Seul réconfort de la journée, la neige se mit à tomber. De petits flocons, mais si purs, si blancs ! Ils formaient une mince couche sur le manteau d'Artyom, qui en observa un fondre lentement au bout de son doigt. Il avait eu une période de réelle fascination pour les flocons de neige – toujours à six pointes, mais tous différents et totalement uniques – quelques années plus tôt, et si cette soif de connaissance avait fini par lui passer, il trouvait toujours magnifique les chutes de neige.
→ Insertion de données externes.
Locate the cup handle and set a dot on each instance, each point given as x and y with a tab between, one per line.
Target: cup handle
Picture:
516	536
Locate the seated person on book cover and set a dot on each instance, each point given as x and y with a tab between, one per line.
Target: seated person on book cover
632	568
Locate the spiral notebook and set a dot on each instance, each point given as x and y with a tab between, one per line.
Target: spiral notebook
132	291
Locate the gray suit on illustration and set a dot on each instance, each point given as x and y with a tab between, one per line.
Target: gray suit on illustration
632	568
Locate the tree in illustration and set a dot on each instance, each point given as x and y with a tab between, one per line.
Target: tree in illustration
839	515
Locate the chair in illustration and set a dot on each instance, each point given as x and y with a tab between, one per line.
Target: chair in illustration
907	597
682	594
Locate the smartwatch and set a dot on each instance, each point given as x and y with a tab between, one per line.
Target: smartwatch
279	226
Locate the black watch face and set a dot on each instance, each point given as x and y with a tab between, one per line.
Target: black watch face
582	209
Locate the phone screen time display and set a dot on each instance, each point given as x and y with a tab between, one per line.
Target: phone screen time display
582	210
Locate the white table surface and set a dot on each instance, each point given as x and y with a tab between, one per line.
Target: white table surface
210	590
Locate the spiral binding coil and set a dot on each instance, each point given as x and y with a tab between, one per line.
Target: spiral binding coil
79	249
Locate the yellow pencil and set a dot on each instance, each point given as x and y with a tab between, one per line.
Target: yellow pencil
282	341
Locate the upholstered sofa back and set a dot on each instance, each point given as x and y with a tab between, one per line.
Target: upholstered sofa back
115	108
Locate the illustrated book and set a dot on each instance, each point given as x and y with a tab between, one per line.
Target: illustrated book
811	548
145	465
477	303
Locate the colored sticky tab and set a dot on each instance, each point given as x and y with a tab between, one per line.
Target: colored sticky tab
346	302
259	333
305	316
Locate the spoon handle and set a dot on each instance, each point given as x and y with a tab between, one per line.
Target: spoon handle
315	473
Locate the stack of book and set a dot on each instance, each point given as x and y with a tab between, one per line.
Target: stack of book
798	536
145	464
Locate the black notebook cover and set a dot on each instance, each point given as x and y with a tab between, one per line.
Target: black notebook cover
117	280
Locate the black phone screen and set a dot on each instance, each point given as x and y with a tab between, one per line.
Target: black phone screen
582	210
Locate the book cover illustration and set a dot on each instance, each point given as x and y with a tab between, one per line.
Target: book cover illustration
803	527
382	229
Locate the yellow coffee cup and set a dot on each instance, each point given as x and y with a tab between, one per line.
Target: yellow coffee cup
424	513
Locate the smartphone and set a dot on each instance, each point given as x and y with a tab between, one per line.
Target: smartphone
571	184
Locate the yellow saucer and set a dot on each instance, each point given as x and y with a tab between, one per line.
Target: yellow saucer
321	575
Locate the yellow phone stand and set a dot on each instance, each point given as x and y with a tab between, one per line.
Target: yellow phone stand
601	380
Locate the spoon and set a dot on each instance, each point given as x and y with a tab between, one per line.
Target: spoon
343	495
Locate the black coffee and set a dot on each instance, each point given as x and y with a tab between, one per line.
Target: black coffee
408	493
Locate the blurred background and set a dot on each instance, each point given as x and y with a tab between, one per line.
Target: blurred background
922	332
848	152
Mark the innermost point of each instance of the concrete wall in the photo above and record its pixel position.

Il faut dire que c'était plutôt une bonne chose, pour quelqu'un qui avait vécu ses dix-neuf premières années au nord de la Norvège, et qui était maintenant en Suède. La neige de manquait pas, le froid non plus, et mieux valait l'apprécier.Il trouva dans un magasin, dont il ne retint même pas le nom, une écharpe qui serait avec un peu de chance au goût de sa mère – niveau habit il n'était pas le plus calé des hommes – et compléta ça par un lot de deux romans d'un auteur qu'elle adorait, de ça au moins il était certain. Ainsi disparut la quasi-totalité de son argent, et l'étudiant allait donc être condamné à se nourrir exclusivement de pâtes au beurre pour la semaine qui le séparait encore de son départ en Russie.
Une bonne chose de faite. Maintenant il se retrouvait sans but précis, et l'idée l'effleura d'aller étudier, éventuellement. Ses cours étaient restés à son petit appartement, mais ce n'était pas si loin, et il pourrait peut-être aller à la bibliothèque pour être tranquille. Bien trop de distraction dans son appartement, à commencer par son ordinateur et la connexion Internet qui allait avec.
Tout en sachant parfaitement qu'une fois chez lui il se contenterait d'aller traîner sur Internet plutôt que de repartir travailler, il se mit en route. Il préféra emprunter une ruelle latérale, totalement déserte, au lieu de rester sur les axes principaux bondés et où il était impossible de faire plus de trois pas sans foncer malencontreusement dans quelqu'un.Le calme qui régnait dans la-dite ruelle était apaisant, après plus d'une heure à se frayer un passage entre les badauds pour quelques achats. Cela faisait bizarre de se retrouver d'un coup comme seul au monde – même si l'agitation qui régnait quelques mètres derrière était largement audible. Sachant qu'en arrivant à l'autre bout de la rue il allait de nouveau déboucher sur un grand axe surpeuplé, l'étudiant prenait son temps, bien que l'endroit ne soit pas le plus agréable à regarder. Des graffitis sans grand intérêt, et pas forcément très beaux non plus d'ailleurs, ornaient les murs de leur délicate présence, et une subtile odeur d'urine humaine ou canine se faisait sentir. Il continuait de neiger, et c'était plutôt sur cela que Artyom se concentrait. Mais la ruelle ne fut soudain plus si déserte, et le jeune homme se sentit stupide à marcher lentement, les yeux rivés vers le ciel. Par chance ce n'était qu'un vieillard, et pas une jolie jeune fille de son âge qui l'avait surpris avec cet air rêveur, mais tout de même. Il reprit donc un rythme de marche normal, croisant bientôt le vieillard en question qui arrivait en sens inverse. Règle de politesse oblige, il lui adressa un sourire et un petit « bonne journée », en ralentissant légèrement le pas. Il ne comptait évidemment pas s'arrêter discuter avec cet inconnu, mais ayant grandi dans un petit village, il avait pris l'habitude de saluer tous ceux qu'il croisait – et même s'il vivait dans une capitale depuis un moment maintenant, il n'avait pas totalement perdu cette manie.